Do you remember where you were on the morning of September 11, 2001? I'll bet you do. I remember that I was in our RV in Staunton, VA. I was talking on the phone to our son Eric when he said, "Oh my God, someone just flew a plane into the World Trade Center." I fumbled with the remotes until I got our TV turned on to watch for myself. A day later we cut short our travels and drove West to Colorado. It just didn't feel right to be traveling
During our time in New York City we revisited many of those images when we visited the Tribute WTC gallery and took a tour around the perimeter of the construction site on Ground Zero.
The gallery included a film about the attacks on our country that day, as well as a time line of events and displays of quotation and artifacts from the site, including this NYC Fire Department uniform that was worn by one of the firefighters who died.

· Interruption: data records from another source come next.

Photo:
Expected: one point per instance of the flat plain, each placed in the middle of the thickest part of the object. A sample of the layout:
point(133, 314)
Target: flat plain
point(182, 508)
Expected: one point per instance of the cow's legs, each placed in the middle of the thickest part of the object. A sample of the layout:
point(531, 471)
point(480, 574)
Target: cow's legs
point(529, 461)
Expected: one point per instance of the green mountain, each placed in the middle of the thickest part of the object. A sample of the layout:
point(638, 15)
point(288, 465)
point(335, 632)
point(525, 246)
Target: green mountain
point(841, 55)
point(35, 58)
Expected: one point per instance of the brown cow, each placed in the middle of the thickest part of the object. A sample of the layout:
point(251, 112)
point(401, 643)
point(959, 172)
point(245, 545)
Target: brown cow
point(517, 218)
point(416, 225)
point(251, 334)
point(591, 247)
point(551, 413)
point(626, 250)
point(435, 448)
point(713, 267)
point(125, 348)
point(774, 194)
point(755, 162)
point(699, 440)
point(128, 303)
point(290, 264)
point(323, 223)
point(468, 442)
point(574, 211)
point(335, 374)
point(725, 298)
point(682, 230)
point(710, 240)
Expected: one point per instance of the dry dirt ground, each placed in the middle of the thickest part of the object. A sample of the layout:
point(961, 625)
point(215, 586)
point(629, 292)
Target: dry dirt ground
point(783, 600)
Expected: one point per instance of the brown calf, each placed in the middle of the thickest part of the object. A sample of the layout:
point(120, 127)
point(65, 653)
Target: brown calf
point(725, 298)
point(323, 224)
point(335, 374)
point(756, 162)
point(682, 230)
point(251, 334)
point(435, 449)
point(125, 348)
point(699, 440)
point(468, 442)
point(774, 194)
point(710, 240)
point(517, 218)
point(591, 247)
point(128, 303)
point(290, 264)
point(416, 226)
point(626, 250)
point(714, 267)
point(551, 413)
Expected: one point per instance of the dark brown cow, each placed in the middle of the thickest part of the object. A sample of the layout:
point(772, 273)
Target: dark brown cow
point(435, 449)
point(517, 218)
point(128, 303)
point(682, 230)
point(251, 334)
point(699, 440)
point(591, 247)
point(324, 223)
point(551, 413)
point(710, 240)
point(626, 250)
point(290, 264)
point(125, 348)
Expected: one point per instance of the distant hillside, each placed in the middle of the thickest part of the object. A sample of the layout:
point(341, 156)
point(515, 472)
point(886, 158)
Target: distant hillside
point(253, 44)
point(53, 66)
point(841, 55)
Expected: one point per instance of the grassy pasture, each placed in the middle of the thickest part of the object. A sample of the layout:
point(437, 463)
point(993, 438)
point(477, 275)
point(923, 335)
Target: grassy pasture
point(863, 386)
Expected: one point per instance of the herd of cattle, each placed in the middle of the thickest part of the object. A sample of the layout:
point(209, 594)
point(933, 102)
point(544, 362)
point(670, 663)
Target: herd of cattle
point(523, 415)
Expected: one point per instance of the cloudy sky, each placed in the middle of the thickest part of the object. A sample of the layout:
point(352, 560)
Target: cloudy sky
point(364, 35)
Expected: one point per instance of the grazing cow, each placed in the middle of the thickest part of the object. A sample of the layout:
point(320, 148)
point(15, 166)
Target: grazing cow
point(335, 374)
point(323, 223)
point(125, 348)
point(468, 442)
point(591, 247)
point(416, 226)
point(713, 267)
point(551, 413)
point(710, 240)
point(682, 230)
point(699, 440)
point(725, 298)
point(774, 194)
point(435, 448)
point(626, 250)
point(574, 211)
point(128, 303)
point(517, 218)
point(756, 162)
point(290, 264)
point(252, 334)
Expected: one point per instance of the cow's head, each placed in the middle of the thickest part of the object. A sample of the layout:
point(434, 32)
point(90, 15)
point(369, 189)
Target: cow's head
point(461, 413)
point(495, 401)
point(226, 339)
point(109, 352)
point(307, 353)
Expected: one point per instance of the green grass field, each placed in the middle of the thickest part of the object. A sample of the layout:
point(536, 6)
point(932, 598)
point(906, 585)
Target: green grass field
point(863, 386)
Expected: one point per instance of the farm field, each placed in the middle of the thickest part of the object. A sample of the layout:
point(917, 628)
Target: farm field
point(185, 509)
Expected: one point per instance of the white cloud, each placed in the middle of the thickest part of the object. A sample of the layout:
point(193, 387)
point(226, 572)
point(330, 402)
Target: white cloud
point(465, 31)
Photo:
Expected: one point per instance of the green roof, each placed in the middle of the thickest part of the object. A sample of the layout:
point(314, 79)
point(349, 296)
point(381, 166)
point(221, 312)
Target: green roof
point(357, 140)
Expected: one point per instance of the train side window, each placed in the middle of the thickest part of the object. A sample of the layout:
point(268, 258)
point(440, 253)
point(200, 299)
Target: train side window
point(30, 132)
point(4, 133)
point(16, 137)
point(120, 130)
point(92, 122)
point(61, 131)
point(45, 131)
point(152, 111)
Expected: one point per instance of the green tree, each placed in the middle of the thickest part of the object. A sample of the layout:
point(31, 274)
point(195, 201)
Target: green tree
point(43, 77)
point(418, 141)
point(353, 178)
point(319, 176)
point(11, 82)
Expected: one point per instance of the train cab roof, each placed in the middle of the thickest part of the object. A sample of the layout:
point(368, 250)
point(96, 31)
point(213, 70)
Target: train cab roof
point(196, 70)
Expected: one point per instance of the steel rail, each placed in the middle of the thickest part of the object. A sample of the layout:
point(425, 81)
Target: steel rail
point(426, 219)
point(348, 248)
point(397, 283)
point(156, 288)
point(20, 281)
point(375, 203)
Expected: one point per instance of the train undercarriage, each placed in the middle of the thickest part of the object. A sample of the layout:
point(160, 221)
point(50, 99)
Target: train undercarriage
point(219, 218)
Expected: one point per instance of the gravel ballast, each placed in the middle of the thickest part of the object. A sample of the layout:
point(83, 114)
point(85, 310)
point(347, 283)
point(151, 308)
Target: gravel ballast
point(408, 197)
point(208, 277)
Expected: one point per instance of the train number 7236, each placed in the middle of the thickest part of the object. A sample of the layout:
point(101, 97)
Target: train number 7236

this is a melted girder from the World Trade Center.
This is a window from one of the airplanes that hit the buildings.
This image still gives me the shivers.
This piece of metal is two handguns that melted together. They were in the evidence locker in the Port Authority of New York and New Jersey that was housed in the WTC.
The rescue response was rapid and massive, as this quote shows.
These oragami doves are part of the millions that were sent from all over the world as a token of love and concern.
But the most moving part of the day was the person to person history shared by our tour guide, Ann. Each tour guide was somehow directly affected by the terrorism. Ann's husband was a New York fireman who died in the collapse of one of the towers.
This is a view of the New York skyline as seen from a building that sits between the Trade Center Buildings and the Hudson River. We are looking though a window that was shattered in the explosion and you can see some of the many construction cranes at work.
We learned that construction on the buildings around the memorial site will be shut down for one week in September 2011 for the 10th anniversary of the attacks. The reflection pool memorial will be open to the public that week, then closed because of ongoing construction of the buildings that make it unsafe for visitors.
We were both in tears by the end of our Person to Person History tour. Ann thanked us for coming and for remembering what happened that day. She said she wanted to end on a more upbeat note, telling us there are lots of fun things to do during our visit to NYC. "This isn't one of them," she said. It wasn't fun. But is was very moving. Neither of us will ever forget that day, and we must not. It was a defining moment in our nation's history and shapes our future. It was important to refresh our memories of what happened.
This quartz crystal is part of a memorial to the 11 American Express Travel Center workers killed in the attacks. It is a mineral that is found on all parts of our world and symbolizes the fact that people from all over the world were killed there. You can see the construction site reflected in the pool.
During the long period of rescue and recovery work at Ground Zero, a small Episcopal chapel, St. Paul's, down the street was a haven for rescue workers and family. We visited there after our tour of the construction site. Here are a few scenes from the church. One of the pictures is of a priest celebrating Mass wearing a red chasuble covered with patches from police and fire departments. Those patches were given to the clergy by many of the first responders from all over the country in recognition of their gratitude for the care they received.
In the plaza that was at the center of the World Trade Center complex there was a globe, symbolizing the trade from all over the world that came together there. When that bronze statue was uncovered it was found to be badly damaged. The statue was moved to Battery Park and put on display. It sits on a piece of landfill on the Hudson River created with dirt that had been removed to build the WTC. The statue is still there, with an eternal flame at its side.